Design: Dare Me is bottled in a pink glass flacon with gold detailing and a plastic cap designed to look like a jewel. It looks a bit more like cauliflower to me though. I don’t find the design of the bottle aesthetically pleasing but I also think the look is a little over the top. However, I believe Dare Me is in line with the look of other Baby Phat bottles so if you are into that kind of look then you’ll like this.

Fragrance Family: Fruity Floral

Notes: Magnolia, island coconut, audacious southern honeysuckle, African white milkwood, confident crème de musk, sandalwood.

I’m not feeling the coconut note in this. What I’ve noticed with coconut notes is that there’s a couple kinds. The sweet type and the sour type. I encounter the sour type more often. Sometimes it’s loaded with sugar or vanilla which helps masks the sour. Case in point: Dare Me and Victoria’s Secret Coconut Craze. Then there’s the sweet coconut that isn’t as sour and has a nice sweet, wateriness to it. That one I swear I smelled in Creed’s Virgin Island Water. But then, it could all be the same coconut note for all I know and it’s just coming up strange in some fragrances but not in others.

Reviewed in This Post: Dare Me, 2010, Eau de Toilette.


Sarah Jessica Parker Covet

Covet is a fragrance with Sarah Jessica Parker’s name on it. She has other fragrances too, ones that I actually like more. Lovely is a pretty one. That new fragrance she has coming out seems worthwhile too. Covet never really drew me in as I heard its mid-stage can be somewhat intense. And now that I know why, I can safely say this isn’t for me. Covet

In Bottle: Soft, citrus, lavender floral with a touch of sweetness–almost licorice-like. Nice green, clean and kind of average smelling. I lower the bar for celebuscents as I really don’t expect these to break any new ground. I just expect them to smell pretty, agreeable and nice. And in the bottle, Covet smells pleasant.
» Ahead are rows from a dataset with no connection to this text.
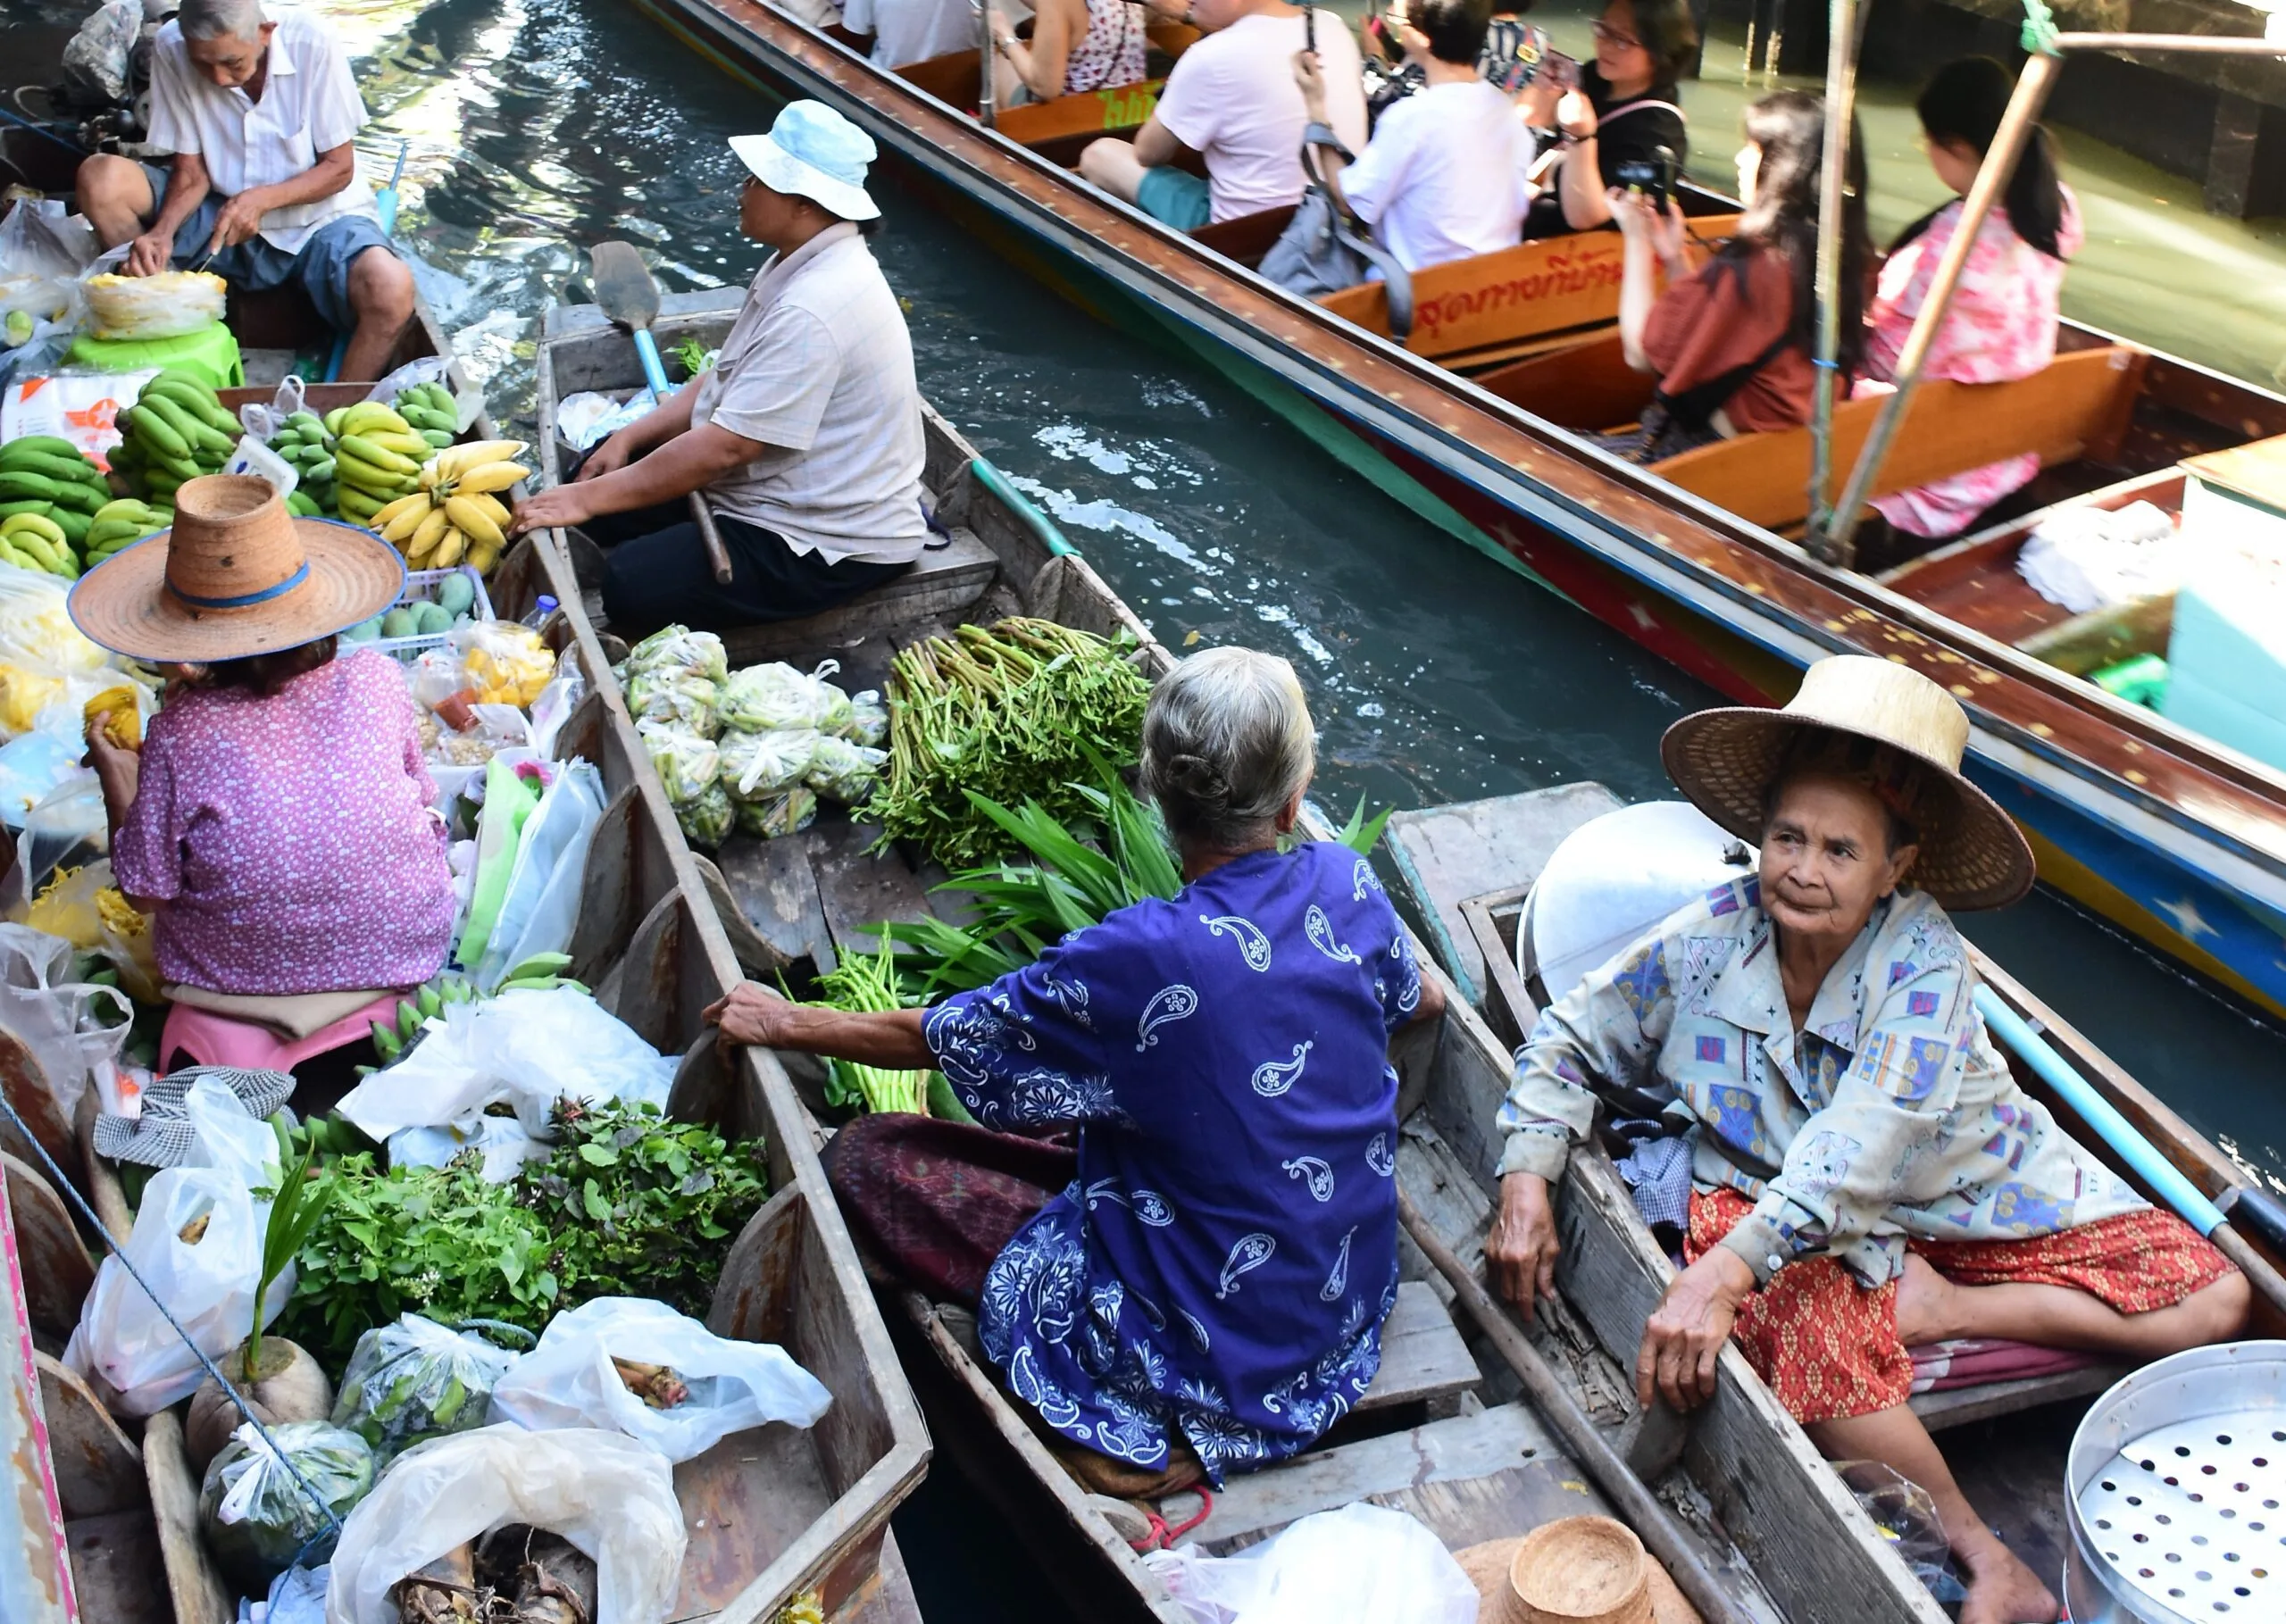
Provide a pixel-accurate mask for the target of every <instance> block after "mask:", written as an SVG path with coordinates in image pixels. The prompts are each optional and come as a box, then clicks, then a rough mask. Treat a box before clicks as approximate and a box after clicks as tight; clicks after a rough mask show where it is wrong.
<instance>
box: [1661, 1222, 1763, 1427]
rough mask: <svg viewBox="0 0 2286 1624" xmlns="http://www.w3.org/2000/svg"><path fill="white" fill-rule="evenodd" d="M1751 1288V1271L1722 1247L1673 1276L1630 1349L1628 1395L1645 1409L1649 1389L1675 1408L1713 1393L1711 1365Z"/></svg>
mask: <svg viewBox="0 0 2286 1624" xmlns="http://www.w3.org/2000/svg"><path fill="white" fill-rule="evenodd" d="M1751 1293H1753V1270H1751V1268H1747V1261H1744V1259H1742V1256H1737V1254H1735V1252H1731V1249H1728V1247H1714V1249H1712V1252H1708V1254H1705V1256H1703V1259H1698V1261H1696V1263H1692V1265H1689V1268H1687V1270H1682V1272H1680V1275H1676V1279H1673V1281H1671V1284H1669V1286H1666V1295H1664V1297H1660V1307H1657V1309H1653V1311H1650V1318H1648V1320H1644V1345H1641V1350H1639V1352H1637V1354H1634V1398H1637V1402H1639V1405H1644V1407H1646V1409H1648V1407H1650V1398H1653V1393H1657V1396H1660V1398H1664V1400H1666V1402H1669V1405H1673V1407H1676V1409H1696V1407H1698V1405H1703V1402H1708V1400H1710V1398H1714V1364H1717V1359H1719V1357H1721V1345H1724V1343H1726V1341H1731V1325H1733V1322H1735V1320H1737V1304H1742V1302H1744V1300H1747V1297H1749V1295H1751Z"/></svg>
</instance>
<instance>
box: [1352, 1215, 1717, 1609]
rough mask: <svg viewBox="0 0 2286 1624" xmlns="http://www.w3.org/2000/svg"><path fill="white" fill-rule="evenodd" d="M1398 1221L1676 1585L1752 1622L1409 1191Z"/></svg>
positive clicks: (1692, 1598) (1398, 1218)
mask: <svg viewBox="0 0 2286 1624" xmlns="http://www.w3.org/2000/svg"><path fill="white" fill-rule="evenodd" d="M1397 1220H1399V1222H1401V1224H1404V1227H1406V1233H1408V1236H1413V1245H1417V1247H1420V1249H1422V1254H1424V1256H1426V1259H1429V1261H1431V1263H1433V1265H1436V1272H1438V1275H1442V1277H1445V1279H1447V1281H1449V1284H1452V1291H1454V1297H1456V1300H1458V1304H1461V1307H1463V1309H1465V1311H1468V1318H1472V1320H1474V1322H1477V1325H1479V1327H1481V1329H1484V1334H1486V1336H1488V1338H1490V1341H1493V1348H1497V1350H1500V1357H1502V1359H1506V1361H1509V1368H1511V1370H1516V1377H1518V1380H1520V1382H1522V1384H1525V1393H1529V1396H1532V1407H1534V1409H1538V1412H1541V1418H1543V1421H1545V1423H1548V1425H1550V1428H1552V1430H1554V1434H1557V1437H1559V1439H1564V1450H1566V1453H1568V1455H1570V1457H1573V1460H1575V1462H1577V1464H1580V1469H1582V1471H1586V1476H1589V1478H1593V1480H1596V1487H1598V1489H1602V1494H1605V1498H1609V1501H1612V1508H1614V1510H1616V1512H1618V1517H1621V1521H1625V1523H1628V1526H1630V1528H1634V1533H1637V1537H1639V1539H1641V1542H1644V1549H1646V1551H1650V1553H1653V1555H1655V1558H1657V1560H1660V1565H1662V1567H1664V1569H1666V1574H1669V1576H1671V1578H1673V1581H1676V1587H1678V1590H1680V1592H1682V1594H1685V1597H1689V1603H1692V1606H1694V1608H1698V1615H1701V1617H1703V1619H1705V1624H1749V1619H1751V1615H1749V1613H1747V1608H1742V1606H1740V1603H1737V1601H1733V1599H1731V1592H1728V1590H1724V1585H1721V1578H1717V1574H1714V1567H1712V1565H1710V1562H1708V1560H1705V1555H1703V1553H1701V1551H1698V1549H1696V1546H1694V1544H1692V1537H1689V1535H1687V1533H1682V1528H1680V1526H1678V1523H1676V1517H1673V1512H1669V1510H1666V1508H1664V1505H1662V1503H1660V1501H1657V1496H1653V1492H1650V1489H1648V1487H1646V1485H1644V1480H1641V1478H1637V1476H1634V1473H1632V1471H1628V1462H1625V1460H1621V1455H1618V1450H1616V1448H1612V1441H1609V1439H1607V1437H1605V1434H1602V1428H1598V1425H1596V1423H1593V1421H1589V1418H1586V1412H1584V1409H1580V1400H1575V1398H1573V1396H1570V1391H1568V1389H1566V1386H1564V1382H1561V1380H1559V1377H1557V1373H1554V1370H1552V1368H1550V1366H1548V1359H1543V1357H1541V1350H1538V1348H1534V1345H1532V1338H1529V1336H1525V1334H1522V1329H1518V1325H1516V1320H1511V1318H1509V1311H1506V1309H1502V1307H1500V1304H1497V1302H1493V1293H1488V1291H1486V1288H1484V1281H1479V1279H1477V1275H1474V1272H1472V1270H1470V1268H1468V1265H1465V1263H1461V1259H1458V1256H1454V1252H1452V1247H1447V1245H1445V1238H1442V1236H1438V1231H1436V1229H1431V1227H1429V1220H1426V1217H1422V1211H1420V1208H1417V1206H1413V1197H1410V1195H1406V1192H1404V1185H1399V1190H1397Z"/></svg>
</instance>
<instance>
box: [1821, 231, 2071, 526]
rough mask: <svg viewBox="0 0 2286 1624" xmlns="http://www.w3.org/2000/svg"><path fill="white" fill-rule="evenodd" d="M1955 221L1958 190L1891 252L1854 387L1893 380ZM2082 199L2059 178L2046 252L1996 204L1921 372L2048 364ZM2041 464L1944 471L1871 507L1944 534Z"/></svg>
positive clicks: (1965, 370)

Applied: Light, green aromatic floral. A little reminiscent of Spider Lily by India Hicks. Pleasant on application with a slight citrus note that layers and plays well with the greenness of the fragrance. The pleasant top notes last for a few minutes before Covet takes a turn for the sharp and chemical and powerful. After the initial pleasantries are through, Covet turns into a powerful bright green and lemon fragrance that’s more reminiscent of Versace Versense’s crazy powerful citrus than it is of Spider Lily now. Spider Lily had a boundary but Covet does not. It crashes through the boundaries and gives off wave after wave of too-strong lemon and sharpness. I don’t know what’s wrong with me but the citrus in this is really strong and entirely too overpowering. It’s trying to be sweet and sophisticated and pretty but that citrus is just so strong. Finally when Covet enters the dry down stage it mellows out just a little as that chemical green finally lets up and I can smell some sweetness.

Extra: I don’t know if this is just my experience or if a small swathe of people out there who also experienced this overpowering green lemon monster mid-stage just have really awkward skin chemistry but we do exist and Covet should be tested prior to purchase. Or you might experience what I did and just be thoroughly perplexed.

Design: It’s a cute bottle, little cap is a plastic flower petal ring type thing. It’s easy enough to hold and the design is not over the top. I have to agree with Tania Sanchez and what she said about this bottle in, Perfumes, The A-Z Guide, “The bottle looks like a Super Mario power-up”. It really does.

Fragrance Family: Citrus Floral

Notes: Geranium leaves, lemon, honeysuckle, lavender, lemon, amber.

I suspect one of those lemons–maybe both of them–are causing this sharp over-green explosion every time I try to enjoy a citrus-based fragrance. One of these days I’ll figure it out.

Reviewed in This Post: Covet, 2008, Eau de Parfum.